France-Soir, the largest evening newspaper in Paris (circ. 1,380,000), last week was the latest victim of the Secret Army Organization. Under tough, brilliant Editor Pierre Lazareff, 54, France-Soir has doggedly called for strong government action against the S.A.O., whose double aim of overthrowing De Gaulle and keeping Algeria French has resulted in hundreds of bomb explosions.

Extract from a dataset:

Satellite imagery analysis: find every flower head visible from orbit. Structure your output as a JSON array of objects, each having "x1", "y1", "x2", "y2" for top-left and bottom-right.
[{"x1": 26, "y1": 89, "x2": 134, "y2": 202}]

In August a plastic bomb was detonated at Lazareff’s country home in St. Cloud. Other bombs have wrecked the apartments of three France-Soir reporters. Last week the S.A.O. struck again in the huge rabbit warren of a building on Paris’ Rue Réaumur, where France-Soir is edited and printed. At 3 o’clock each working afternoon, some 20 news editors usually leave a conference and walk down a narrow staircase to their offices. On Wednesday, the conference was fortunately a little late in ending. At five minutes after 3, while the editors were still talking, a plastic bomb exploded on the stairway, destroying three rooms and starting a fire. Instead of killing any descending editors, the explosion succeeded only in wounding a 50-year-old woman clerk.
What most unnerved the editors was the realization that those who placed the bomb evidently knew their way around the building. Said a France-Soir official: “They almost certainly benefited from the complicity of one of the 2,200 people working here.” He added: “What is S.A.O. really concerned with? It wants to prevent us from speaking the truth, from drawing attention to its activities as blackmailers and murderers. The whole thing recalls the rise of the Nazi Party in Germany.”